Está tudo certo. E tem um
humor muito especial, em estilo característico, feito de sequências,
enumerações, argumentos reveladores de sensibilidade e poder de observação, nem
é preciso sublinhar, escaldados que andamos com a perpetração de crimes, coisa
nunca dantes vista, ou, pelo menos, menos conhecida. A mulher não podia fazer
frente, escassa de direitos, educada que era nos princípios machistas. É certo
que as mulheres também sabem muito, sempre souberam, espertas que são, e às
vezes impõem-se. Nunca me esqueço, por exemplo, do livro de John Erskine, “A
vida privada de Helena de Tróia”, que mostra uma Helena regressada de
Tróia, depois de ter sido levada para lá por Páris, e conservando o mesmo poder
sedutor acrescido de experiência e filosofia de vida que tanto atraía os
homens, dos quais o marido Menelau, que, quando ia para a matar pelo seu
adultério, ocorrido dez anos antes, ela lhe facilitou o serviço mostrando-lhe
os seios irresistíveis, o que enfraqueceu o ímpeto vingador de Menelau, que
preferiu desistir da vingança e levá-la de volta ao seu trono de Esparta e ao seu leito conjugal. Mas são
casos raros e, para todos os efeitos, as mulheres pertencem ao sexo fraco, em
termos de medição de forças ficam a perder, tirante os conhecidos das Medeias
míticas que as tramam pela calada, ou as Messalinas históricas, cheias de
potencial erótico, e, modernamente, as jovens actrizes de filmes, que aprendem karaté
com o actor nipoamericano de pera e olhos cerrados de espiritualidade,
Noryyuki, o qual ensina também comportamentos de nobreza, num mundo como devia
ser, a rapariga sensível vencendo o rapaz brutal e cobarde. Nós por cá também tivemos a
padeira de Aljubarrota e a Maria da Fonte, além da sucessora menos bem
sucedida, Catarina Eufêmia, no século passado, mas são casos raros, embora
depressa se tivessem tornado simbólicos, o que nos ergue o orgulho, não só o
masculino como o feminino, pese embora o fraco nível físico e espiritual das
figurantes, universo que melhor nos quadra, em termos de simbologia. E é nesse
universo destituído de rigor educativo, que o nosso homem latino se enquadra
agora, matando a companheira, tresloucadamente, ou maltratando-a cobardemente,
numa demência de frustração, agora que as leis impõem paralelismo de
liberdades, que não temos o savoir faire de companheirismo necessário
para aceitar.
Leiamos o impecável artigo de António
Barreto, literato e humanista comme il faut:
Mulheres batidas
António Barreto
D.N., 2/4/17 -
Sem
Emenda
Há termos em voga: assédio sexual e violência
doméstica, por exemplo. Nenhum é falso. Mas ambos escondem qualquer coisa: a
violência masculina! É sobretudo disso que se trata.

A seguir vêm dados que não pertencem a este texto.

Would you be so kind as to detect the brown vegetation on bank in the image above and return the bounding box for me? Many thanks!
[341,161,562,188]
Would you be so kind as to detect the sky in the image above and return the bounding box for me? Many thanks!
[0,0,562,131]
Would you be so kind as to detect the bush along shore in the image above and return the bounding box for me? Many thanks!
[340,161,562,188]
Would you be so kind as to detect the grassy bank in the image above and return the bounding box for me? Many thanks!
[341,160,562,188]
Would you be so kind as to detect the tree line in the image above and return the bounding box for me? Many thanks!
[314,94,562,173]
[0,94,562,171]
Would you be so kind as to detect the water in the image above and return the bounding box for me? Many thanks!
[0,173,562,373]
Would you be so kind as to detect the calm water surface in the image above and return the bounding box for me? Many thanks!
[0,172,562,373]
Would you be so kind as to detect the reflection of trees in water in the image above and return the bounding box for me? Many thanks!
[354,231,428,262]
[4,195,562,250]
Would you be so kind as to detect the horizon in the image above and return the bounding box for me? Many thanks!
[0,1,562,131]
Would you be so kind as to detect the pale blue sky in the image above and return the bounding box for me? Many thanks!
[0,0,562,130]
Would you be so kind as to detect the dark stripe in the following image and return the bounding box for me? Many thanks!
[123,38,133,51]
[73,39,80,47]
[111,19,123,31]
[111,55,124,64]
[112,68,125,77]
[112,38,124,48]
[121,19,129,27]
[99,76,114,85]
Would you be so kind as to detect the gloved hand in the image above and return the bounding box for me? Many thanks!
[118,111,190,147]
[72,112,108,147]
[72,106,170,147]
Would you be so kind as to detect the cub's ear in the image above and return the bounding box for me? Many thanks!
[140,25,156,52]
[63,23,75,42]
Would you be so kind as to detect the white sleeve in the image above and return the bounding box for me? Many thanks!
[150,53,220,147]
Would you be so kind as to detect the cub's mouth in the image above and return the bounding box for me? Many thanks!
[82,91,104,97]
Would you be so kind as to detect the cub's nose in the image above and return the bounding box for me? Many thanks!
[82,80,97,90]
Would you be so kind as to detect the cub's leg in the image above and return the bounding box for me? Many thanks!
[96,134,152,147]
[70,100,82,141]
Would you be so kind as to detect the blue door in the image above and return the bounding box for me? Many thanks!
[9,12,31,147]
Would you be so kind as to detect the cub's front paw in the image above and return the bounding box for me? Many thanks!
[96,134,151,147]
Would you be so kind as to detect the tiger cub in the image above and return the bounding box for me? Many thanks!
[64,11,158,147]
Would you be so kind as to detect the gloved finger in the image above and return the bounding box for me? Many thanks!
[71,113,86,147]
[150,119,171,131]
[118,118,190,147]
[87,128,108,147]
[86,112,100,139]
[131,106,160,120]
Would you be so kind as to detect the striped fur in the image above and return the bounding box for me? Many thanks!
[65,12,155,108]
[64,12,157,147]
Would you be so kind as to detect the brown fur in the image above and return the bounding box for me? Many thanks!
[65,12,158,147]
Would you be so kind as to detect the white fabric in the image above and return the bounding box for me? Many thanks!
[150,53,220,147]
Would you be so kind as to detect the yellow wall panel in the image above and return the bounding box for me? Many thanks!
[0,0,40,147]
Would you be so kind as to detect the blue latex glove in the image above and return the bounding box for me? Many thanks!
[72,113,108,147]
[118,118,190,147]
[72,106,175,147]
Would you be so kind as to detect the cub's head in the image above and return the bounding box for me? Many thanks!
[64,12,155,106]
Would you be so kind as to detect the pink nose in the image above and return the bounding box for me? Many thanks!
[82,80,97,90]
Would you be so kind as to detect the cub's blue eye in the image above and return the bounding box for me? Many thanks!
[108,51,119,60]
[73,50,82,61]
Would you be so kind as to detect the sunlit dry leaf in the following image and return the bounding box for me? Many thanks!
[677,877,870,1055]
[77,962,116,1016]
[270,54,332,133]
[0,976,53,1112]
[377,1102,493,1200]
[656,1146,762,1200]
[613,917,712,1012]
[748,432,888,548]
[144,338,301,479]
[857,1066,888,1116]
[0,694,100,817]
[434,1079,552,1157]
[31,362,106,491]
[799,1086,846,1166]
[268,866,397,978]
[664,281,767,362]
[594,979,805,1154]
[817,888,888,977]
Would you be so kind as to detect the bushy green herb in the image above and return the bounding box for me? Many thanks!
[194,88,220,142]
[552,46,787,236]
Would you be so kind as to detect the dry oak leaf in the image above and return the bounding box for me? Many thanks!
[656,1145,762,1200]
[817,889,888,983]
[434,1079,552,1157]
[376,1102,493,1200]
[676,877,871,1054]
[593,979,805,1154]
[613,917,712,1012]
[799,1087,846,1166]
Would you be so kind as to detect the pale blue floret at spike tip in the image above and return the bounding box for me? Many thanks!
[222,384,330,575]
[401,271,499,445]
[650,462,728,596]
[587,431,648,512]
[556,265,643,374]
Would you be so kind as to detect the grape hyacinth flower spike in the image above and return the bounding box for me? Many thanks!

Pode haver estudos e análises. Consultas e exames.
Nunca se chegará bem a saber o que leva um homem a espancar a mulher, a bater
na mãe, a desancar a namorada, a surrar a amante e a sovar a filha! Mas
sobretudo a mulher, a mãe dos seus filhos, a pessoa que se ocupa dele, lhe faz
as refeições e trata da casa! Ou simplesmente a pessoa que com ele vive e
dorme.
É uma das piores baixezas da humanidade! A violência
masculina tem razões estranhas: sexo, ciúme, insegurança, impotência,
desconfiança, exibicionismo, ignorância, vingança, álcool, prepotência... Não é
de esquerda nem de direita. Não é do Norte, nem do Sul. Não é do crente, nem do
ateu. Não é do rico, nem do pobre. Não é do doutor, nem do analfabeto. Não é do
inteligente, nem do estúpido. Não é do velho, nem do novo. Não é do português,
nem do estrangeiro. Não é do rústico, nem do citadino.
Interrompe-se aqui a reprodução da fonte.